< Back to Pet Health Library

What is it?

Hyperthyroidism is a condition where the thyroid gland (in the neck) becomes overactive. As a result, it produces excessive amounts of thyroid hormones (also known as thyroxine), which act to speed up the cat’s metabolism.

What causes it?

In most cases, it is due to a (benign) tumour in the thyroid gland. This tumour makes thyroxine, but does not respond to the signals from the brain telling it to stop when it has made enough, so thyroxine levels continually rise. Thyroxine controls the cat's metabolic rate, so an excess of thyroxine increases their basal metabolic rate, causing psychological and physiological hyperactivity.

What cats are at risk?

Hyperthyroidism is primarily a disease of older cats and is most common over the age of 12 years. It is very rare under 6 years of age.

What are the symptoms?

The typical symptoms include weight loss (despite ravenous hunger); increased thirst; a high heart rate; and hyperactive, or “kittenish” behaviour (this may also display as abnormal aggression). Other signs may include vomiting and diarrhoea, thickened claws, and an unkempt coat. In many cases, there will also be a detectable swelling in the neck (due to the enlarged gland) - a thyroid nodule.

How is it diagnosed?

A simple blood test will diagnose abnormally high levels of thyroxine in most cats. Occasionally, the levels appear falsely normal because of another illness (sick euthyroid syndrome), and the hyperthyroidism cannot be diagnosed until the other disease (e.g. kidney failure) has been treated.

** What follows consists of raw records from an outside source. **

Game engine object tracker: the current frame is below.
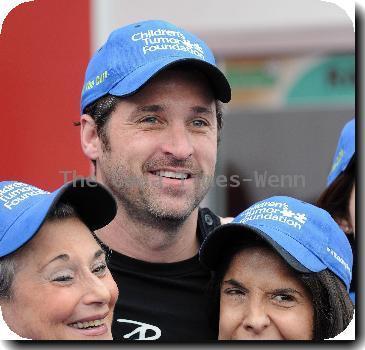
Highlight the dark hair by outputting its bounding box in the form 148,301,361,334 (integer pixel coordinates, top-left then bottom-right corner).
209,236,354,340
316,158,356,224
83,63,223,170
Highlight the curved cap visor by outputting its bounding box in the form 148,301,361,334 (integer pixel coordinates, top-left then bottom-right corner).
199,223,327,272
0,179,117,257
109,57,231,102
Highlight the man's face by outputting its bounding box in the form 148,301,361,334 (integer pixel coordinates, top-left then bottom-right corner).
97,71,217,220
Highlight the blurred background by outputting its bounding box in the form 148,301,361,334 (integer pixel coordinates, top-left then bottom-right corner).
0,0,355,216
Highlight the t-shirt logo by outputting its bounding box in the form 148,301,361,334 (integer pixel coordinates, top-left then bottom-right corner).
117,318,161,340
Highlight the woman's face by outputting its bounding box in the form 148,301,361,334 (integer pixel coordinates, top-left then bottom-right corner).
2,218,118,340
219,247,313,340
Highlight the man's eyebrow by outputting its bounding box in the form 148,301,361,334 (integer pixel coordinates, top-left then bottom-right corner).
136,105,164,112
191,106,213,114
223,278,247,290
39,254,70,271
272,288,303,296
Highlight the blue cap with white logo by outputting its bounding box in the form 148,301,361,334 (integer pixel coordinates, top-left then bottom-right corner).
199,196,353,290
327,119,355,186
0,179,117,257
81,20,231,112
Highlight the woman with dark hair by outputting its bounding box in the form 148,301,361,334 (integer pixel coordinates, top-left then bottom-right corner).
317,119,356,302
0,179,118,340
200,196,353,340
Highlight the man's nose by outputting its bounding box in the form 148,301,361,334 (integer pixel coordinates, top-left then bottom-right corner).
242,300,270,334
161,124,194,160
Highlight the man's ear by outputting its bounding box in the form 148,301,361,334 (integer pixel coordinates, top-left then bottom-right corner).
336,219,354,235
80,114,100,160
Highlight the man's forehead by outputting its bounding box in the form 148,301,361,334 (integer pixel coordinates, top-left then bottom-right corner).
123,68,215,103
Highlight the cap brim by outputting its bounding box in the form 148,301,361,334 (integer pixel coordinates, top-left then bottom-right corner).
109,57,231,103
0,179,117,257
199,223,327,273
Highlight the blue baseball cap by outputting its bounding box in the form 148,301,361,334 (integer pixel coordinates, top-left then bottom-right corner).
327,118,355,186
81,20,231,113
199,196,353,290
0,179,117,257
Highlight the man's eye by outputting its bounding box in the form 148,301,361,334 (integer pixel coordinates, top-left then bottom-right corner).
192,119,208,128
139,116,158,124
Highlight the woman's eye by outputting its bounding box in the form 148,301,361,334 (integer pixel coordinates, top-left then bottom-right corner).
192,119,208,128
92,263,107,276
273,294,295,304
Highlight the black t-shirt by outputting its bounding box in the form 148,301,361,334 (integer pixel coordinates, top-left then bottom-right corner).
108,209,220,342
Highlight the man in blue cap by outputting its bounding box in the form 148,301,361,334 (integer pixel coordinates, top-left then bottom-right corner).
81,20,231,342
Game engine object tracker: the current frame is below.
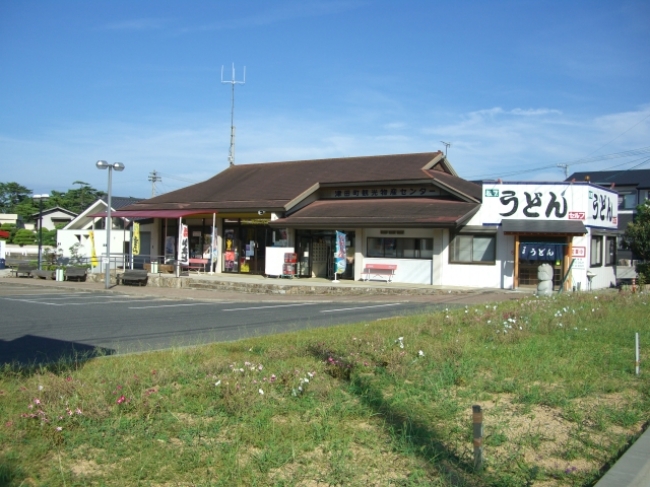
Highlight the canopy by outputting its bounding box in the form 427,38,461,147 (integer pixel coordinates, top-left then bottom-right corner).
501,220,587,236
88,210,218,218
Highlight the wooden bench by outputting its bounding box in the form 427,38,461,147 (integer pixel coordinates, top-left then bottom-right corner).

How can it be treated or managed?

There are 4 treatment options. The simplest is with diet - a special low iodine diet is given. The thyroid needs iodine to make thyroxine, so by limiting iodine, you limit production. This only works if the cat eats only the special food, without any treats, snacks or live prey. More commonly, we would use certain medications (carbimazole or its derivatives) - daily or twice daily tablets are very effective at controlling the condition in most cats. The condition can be managed medically, but for a "cure", the cat will need to undergo surgery - once the cat has been stabilised with diet or medication, the vet will remove the overactive thyroid gland. If this isn't an option, there is also a more modern approach, using Radioactive Iodine Treatment - the cat goes to a veterinary referral hospital where they can be given nuclear medicine treatment to destroy the hyperactive thyroid gland.

Can it be prevented?

Sadly, there is no way to prevent feline hyperthyroidism.